Tuesday, October 07, 2008

Design Is More Than Packaging - The New York Times



One of the hardest things to convince clients of is that design is more
than just the pretty skin that is draped over a solution at the end to
make it look pretty. It is more than make-up or aesthetics. Design for
me, is a modus operandi, it is an attitude to problem solving that not
just compliments the scientific approach but it also
fuels the process. "Making it pretty" is not design, never was, never
will be.
It's merely putting lipstick on a pig. Making it pretty is the
polar opposite to design thinking.


The first place I learnt design thinking was at the Caribbean School of Architecture. That way of thought is the most valuable skill I have in my lil' arsenal.


not Photoshop,

not Illustrator,

not Indesign or any other program that I know how to use.

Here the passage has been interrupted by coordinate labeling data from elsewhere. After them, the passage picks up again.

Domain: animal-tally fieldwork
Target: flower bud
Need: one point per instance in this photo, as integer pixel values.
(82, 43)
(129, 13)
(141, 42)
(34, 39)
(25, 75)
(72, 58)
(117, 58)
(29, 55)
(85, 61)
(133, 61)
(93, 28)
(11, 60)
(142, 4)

The critical thought required to creatively solve a problem or to
deliver new ideas takes a whole lot more than pushing pixels. Disecting
a brief, distilling the elements and desiging an appropriate response
begins long before I fire up my tool of choice on the computer. The NY
Times article makes excellent points on the design thinking approach and
it's place in the workplace. Good to see that this is finally, truly,
hitting the main stream media.


Unboxed - Design Is More Than Packaging - NYTimes.com
“Design thinking is inherently about creating new choices, about divergence,” says Tim Brown, the chief executive and president of the design consulting firm IDEO, based in Palo Alto, Calif. “Most business processes are about making choices from a set of existing alternatives. Clearly, if all your competition is doing the same, then differentiation is tough. In order to innovate, we have to have new alternatives and new solutions to problems, and that is what design can do.”